I'll maybe join the force next year (my parents wants me to finish the CEGEP) and Armour is very appealing for me but I dont like the coyote, my passion is "a true tank". I read somewhere that praticly all mbt are in west area (like in LdSH (RC)) but I also know that 12rbc had a mbt squadron. 

-I wanna know if canadian force will gets more MBT or it will stay like that?
-Do you know how many tank 12rbc gets, and if other sqdn of MBT will be add?
-Will canadian force will change their coyote bye other recce tracted vehicle?

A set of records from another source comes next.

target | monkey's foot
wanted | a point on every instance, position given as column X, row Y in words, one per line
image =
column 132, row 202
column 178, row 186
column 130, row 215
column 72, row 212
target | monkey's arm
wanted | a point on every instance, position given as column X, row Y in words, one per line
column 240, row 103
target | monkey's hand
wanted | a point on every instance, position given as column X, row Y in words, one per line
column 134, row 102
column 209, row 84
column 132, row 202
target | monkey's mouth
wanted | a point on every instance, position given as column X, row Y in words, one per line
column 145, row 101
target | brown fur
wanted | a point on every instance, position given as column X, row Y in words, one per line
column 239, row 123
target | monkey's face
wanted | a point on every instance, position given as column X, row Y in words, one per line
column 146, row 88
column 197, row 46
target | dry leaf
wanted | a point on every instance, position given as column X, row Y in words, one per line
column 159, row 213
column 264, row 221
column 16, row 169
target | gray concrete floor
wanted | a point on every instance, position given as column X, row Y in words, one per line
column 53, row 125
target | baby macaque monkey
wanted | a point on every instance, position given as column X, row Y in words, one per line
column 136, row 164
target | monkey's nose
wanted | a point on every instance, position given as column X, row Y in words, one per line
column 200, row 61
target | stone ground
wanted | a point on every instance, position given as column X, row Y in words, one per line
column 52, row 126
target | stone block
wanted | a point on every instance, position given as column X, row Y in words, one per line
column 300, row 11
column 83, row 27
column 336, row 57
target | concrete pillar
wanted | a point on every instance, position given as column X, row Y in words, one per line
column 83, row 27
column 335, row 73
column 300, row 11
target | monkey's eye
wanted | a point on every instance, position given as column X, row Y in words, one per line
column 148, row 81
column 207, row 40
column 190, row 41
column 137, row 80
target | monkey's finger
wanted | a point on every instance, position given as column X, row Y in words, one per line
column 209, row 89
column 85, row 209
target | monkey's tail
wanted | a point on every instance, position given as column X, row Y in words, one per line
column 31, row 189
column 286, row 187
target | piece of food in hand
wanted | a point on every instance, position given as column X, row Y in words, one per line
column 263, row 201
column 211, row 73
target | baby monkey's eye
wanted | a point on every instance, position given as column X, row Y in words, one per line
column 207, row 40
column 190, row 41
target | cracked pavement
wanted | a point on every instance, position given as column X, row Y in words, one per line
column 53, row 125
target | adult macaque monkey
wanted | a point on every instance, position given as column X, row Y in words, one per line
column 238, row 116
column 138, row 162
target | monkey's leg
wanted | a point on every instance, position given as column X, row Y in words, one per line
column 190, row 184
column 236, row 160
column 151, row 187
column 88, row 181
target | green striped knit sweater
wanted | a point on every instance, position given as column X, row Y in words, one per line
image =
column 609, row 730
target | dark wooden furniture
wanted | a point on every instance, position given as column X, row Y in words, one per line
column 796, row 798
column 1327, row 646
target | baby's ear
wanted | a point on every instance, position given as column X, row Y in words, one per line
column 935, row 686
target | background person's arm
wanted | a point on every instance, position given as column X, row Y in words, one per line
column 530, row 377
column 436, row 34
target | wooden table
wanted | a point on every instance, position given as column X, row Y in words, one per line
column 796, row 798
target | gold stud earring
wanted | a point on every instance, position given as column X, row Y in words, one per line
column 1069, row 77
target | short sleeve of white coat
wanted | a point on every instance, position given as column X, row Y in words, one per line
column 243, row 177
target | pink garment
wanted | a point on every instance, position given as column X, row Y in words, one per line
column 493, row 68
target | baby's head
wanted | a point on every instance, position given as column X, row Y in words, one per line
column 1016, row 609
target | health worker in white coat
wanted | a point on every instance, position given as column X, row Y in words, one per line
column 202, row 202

What I wrote seems to be confused, sorry. I UNDERSTAND VERY WELL WHAT YOU WROTE ON THIS SITE WEB! So you can speak normaly, i'm better to read english that writing text


----------



## SevenSixTwo (5 Jun 2011)

1) Use the Search Function

2) Use the Search Function

3) TAPV


----------



## patt (27 Nov 2011)

Lerouxxx said:
			
		

> First of all, I'm from quebec but i'm "supposed" to be bilingual !   It is a possibility that i make mistakes or word that you don't understand.
> 
> I know that canadian armour regiments are equip by Leopard and Coyote, and I also know that before Afghanistan mission, DND decide to change our Leos bye wheeled tank like LAVIII, but have they change idea?
> 
> ...



From what we were told was that 12rbc will be going to C sqn RCD in gagetown to fill in spots for our leo sqn.


----------



## Franko (27 Nov 2011)

Xfire said:
			
		

> From what we were told was that 12rbc will be going to C sqn RCD in gagetown to fill in spots for our leo sqn.



It's a Dragoon Sqn and the 12 RBC troops will be rebadging to RCD later. The 12 RBC will have 2 troops worth allocated and the spots are already given to existing soldiers from the 12 RBC.

The leadership (OC/2IC/BC/SSM) will be on a rotation between the two Regiments but the troops will not change.

Have fun in Valcartier in your Coyote.

Regards


----------



## GGHG_Cadet (27 Nov 2011)

Would those two troops of 12 RBC soldiers have 12 RBC troop leaders or is there a possibility that there leadership could be RCD as well?


----------



## Franko (27 Nov 2011)

RMC_Cadet said:
			
		

> Would those two troops of 12 RBC soldiers have 12 RBC troop leaders or is there a possibility that there leadership could be RCD as well?



12 RBC.


----------